Аналогичным образом наследуется все признаки, определяемые генами, локализованными в Х-хромосомах, и у других организмов, у которых гетерогаметен мужской пол. Так, у человека около 60 генов наследуются сцеплено с Х-хромосомой, в том числе гены, обусловливающие такие заболевания, как гемофилия, цветовая слепота, мускульная дистрофия и др.

Однако установлено, что Y-хромосомы не во всех случаях генетически инертны и их функции не сводят только к роли синаптических партнеров при конъюгации с Х-хромосомы во время мейоза. Известно небольшое число примеров, когда в Y-хромосоме локализованы гены, не имеющие аллелей в Х-хромосоме. Например, у живородящей рыбки лебистуса (гуппи) один из признаков - темное пятно спиной плавнике - обусловлено геном, локализованными в Y-хромосоме, и потому передается только от отца к сыну.

Такие признаки называются голандрическими , т.е. наследуемыми исключительно по мужской линии. У человека, таким образом, наследуется локализованный в Y-хромосоме ген SPY, ответственный за развитие мужской потенции, а также гены, контролирующий размер зубов, развитие кожи перепонки между пальцами ног, волосатость мочек ушей (ихтиоз) и др.

Кроме генов, аллели которых локализованы только либо в Х-, либо в Y-хромосоме, имеются гены, общие для обеих половых хромосом. Такие гены у одного и того же вида наследуется как сцепленные то с Х-, то с Y-хромосомой и проявляются в зависимости от того, в какой из них находится доминантный аллель, а какой - рецессивный.

У разных организмов количество таких общих для Х - и Y-хромосом генов неодинаково, а следовательно, различаются и размеры гомологичных участников половых хромосом.

Специфическая часть Y-хромосомы, не имеющая гомологии с Х-хромосомой, у всех изученных организмов генетически инертна, т.е. содержит очень мало генов.

4. Транскрипция ДНК

Это-перенос генетической информации, закодированной в последовательности пар нуклеотидов, с двуцепочечной молекулы ДНК на одноцепочечную молекулу РНК. При этой матрицей для синтеза РНК служит только одна цепь ДНК, называемая смысловой .

В транскрипции, как и в других матричных процессах, различают три стадии: инициацию, элонгацию и терминацию . Фермент, осуществляющий этот процесс, называют ДНК-зависимой РНК-полимеразой или просто РНК-полимеразой ; при этом полимеризация полирибонуклеотида (РНК) происходит в направлении от 5 - к 3 - концу растущей цепи.

Синтез ферментов и других белков, необходимых для жизнедеятельности и развития организмов, происходит в основном на первой стадии интерфазы, до начала репликации ДНК.

В результате транскрипции наследственная информация, записанная в ДНК гена, точно транскрибируется ( переписывается) в нуклеотидную последовательность мРНК. Синтез мРНК начинается с участка инициации транскрипции, называемого промотором . Промотор расположен перед геном и включает в себя около 80 пар нуклеотидов (у вирусов и бактерий этот участок соответствует примерно одному витку спирали ДНК и включает около 10 пар нуклеотидов).
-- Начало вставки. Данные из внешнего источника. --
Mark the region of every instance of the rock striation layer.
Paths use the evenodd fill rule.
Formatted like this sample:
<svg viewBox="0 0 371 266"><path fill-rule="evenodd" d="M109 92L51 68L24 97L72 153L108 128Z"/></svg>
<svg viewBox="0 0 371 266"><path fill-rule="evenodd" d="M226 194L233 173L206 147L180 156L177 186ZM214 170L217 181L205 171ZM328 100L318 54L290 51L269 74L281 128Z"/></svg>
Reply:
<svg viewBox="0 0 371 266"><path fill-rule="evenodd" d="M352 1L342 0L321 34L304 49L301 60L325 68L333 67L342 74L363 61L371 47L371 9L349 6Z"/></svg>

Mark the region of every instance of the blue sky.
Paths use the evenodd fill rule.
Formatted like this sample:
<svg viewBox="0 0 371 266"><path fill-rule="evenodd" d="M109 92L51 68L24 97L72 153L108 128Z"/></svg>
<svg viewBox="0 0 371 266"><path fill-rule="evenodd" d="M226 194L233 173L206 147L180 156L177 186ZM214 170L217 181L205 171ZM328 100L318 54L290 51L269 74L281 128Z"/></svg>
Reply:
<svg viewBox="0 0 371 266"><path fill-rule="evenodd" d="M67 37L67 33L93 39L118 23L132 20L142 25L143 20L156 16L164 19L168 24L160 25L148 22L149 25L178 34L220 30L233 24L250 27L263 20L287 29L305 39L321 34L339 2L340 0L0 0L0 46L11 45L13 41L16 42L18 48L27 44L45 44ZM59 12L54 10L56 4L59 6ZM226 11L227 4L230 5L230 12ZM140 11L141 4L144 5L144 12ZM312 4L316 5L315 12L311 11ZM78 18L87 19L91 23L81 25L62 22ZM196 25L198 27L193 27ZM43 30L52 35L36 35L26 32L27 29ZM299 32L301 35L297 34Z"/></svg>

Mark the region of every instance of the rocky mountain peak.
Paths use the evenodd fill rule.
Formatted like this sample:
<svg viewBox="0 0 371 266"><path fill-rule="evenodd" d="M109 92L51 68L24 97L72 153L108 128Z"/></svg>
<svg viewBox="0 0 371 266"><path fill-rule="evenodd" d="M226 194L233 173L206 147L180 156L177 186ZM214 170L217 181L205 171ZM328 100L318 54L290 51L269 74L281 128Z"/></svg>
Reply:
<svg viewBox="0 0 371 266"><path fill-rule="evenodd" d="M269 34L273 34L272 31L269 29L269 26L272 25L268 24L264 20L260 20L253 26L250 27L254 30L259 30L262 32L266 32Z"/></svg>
В нуклеотидных последовательностях промоторов часто встречаются пары АТ, поэтому их называют также ТАТА-последовательностями.

Транскрипция осуществляется с помощью ферментов РНК-полимераз. У эукариот известны три типа РНК-полимераз: I-ответственен за синтез рРНК, II-за синтез мРНК; III-за синтез тРНК и низкомолекулярной рРНК-5S РНК.

РНК-полимераза прочно связывается с промотором и разъединяет нуклеотиды комплементарных цепей. Затем этот фермент начинает двигаться вдоль гена (молекулы ДНК) и по мере разъединения цепей ведет на одну из них (смысловой) синтез мРНК, присоединяя согласно принципу комплементарности аденин к тимину, урацил к аденину, гуанин к цитозин к гуанину. Те участки ДНК, на которых полимераза образовала мРНК, вновь соединяются, а синтезируемая молекула мРНК постепенно отделяется от ДНК. Окончание синтеза мРНК определяется участком остановки транскрипции - терминатором . Нуклеотидные последовательности промотора и терминатора узнаются специальными белками, регулирующими активность РНК-полимеразы.

Перед выходом из ядра к начальной части мРНК (5-концу) присоединяется остаток метилированного гуанина, называемый "колпачком", а к концу мРНК (3-концу) - около 200 остатков адениловой кислоты. В таком виде зрелая мРНК проходит через ядерную мембрану в цитоплазму к рибосоме и соединяется с ней. Полагают, что у эукариот "колпачок" мРНК участвует в связывании её с малой субъединицей рибосомы.